We did a couple things here. First, we can’t just use i_in as the input sample index anymore, we have to multiply it by 16 because we interpolated our input samples by 16. Recall that mu is the variable the feedback loop is adjusting, it represents the delay that leads to us sampling at the right moment. Also recall that after we calculated the new value of mu, we added the integer part to i_in. Well now we are going to use the remainder part, which is a float from 0 to 1, and it represents the fraction of a sample we need to delay by. Before we weren’t able to delay by a fraction of a sample, but now we are, at least in increments of 16ths of a sample. So what we do is multiply mu by 16, to figure out how many samples of our interpolated signal we need to delay by. And then we have to round that number, since the value in the brackets ultimately is an index and must be an integer. If this paragraph didn’t make sense, try to go back to the initial Mueller and Muller clock recovery code, and also read the comments next to each line of code.

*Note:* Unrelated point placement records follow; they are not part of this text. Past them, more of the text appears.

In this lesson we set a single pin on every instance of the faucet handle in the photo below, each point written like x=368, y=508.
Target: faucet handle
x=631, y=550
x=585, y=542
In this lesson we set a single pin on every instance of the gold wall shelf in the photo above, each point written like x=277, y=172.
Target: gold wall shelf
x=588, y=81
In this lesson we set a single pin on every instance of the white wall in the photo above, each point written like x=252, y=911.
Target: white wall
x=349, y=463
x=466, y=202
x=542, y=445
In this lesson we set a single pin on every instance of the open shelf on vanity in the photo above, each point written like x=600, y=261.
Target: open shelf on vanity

The actual plot output of this new code should look roughly the same as before, all we really did was make our simulation more realistic by adding a fractional-sample delay, and then we added the interpolator to the synchronizer in order to take into account that fractional sample delay. Feel free to play around with different interpolation factors, i.e. change all the 16’s to some other value. You can also try enabling the frequency offset, or adding in white Gaussian noise to the signal before it gets received, to see how that impacts synchronization performance (hint: you might have to adjust that 0.3 multiplier).

If we just enable the frequency offset, using an offset frequency of 1 kHz, we get the following time sync performance. We have to show both I and Q now that we added a frequency offset:


It might be hard to see, but the time sync is still working just fine, it takes about 20 to 30 symbols before it’s locked in. But there’s a sinusoid pattern because we still have a frequency offset, we will learn how to deal with it in the next section.

Below shows the IQ plot (a.k.a. constellation plot) of the signal before and after synchronization, remember you can plot samples on an IQ plot using a scatter plot: ax2.plot(np.real(samples), np.imag(samples), '.'). In the animation below we have specifically left out the first 30 symbols, because those occurred before the time sync had finished. You can see that the symbols left are all roughly on the unit circle, but because of the frequency offset.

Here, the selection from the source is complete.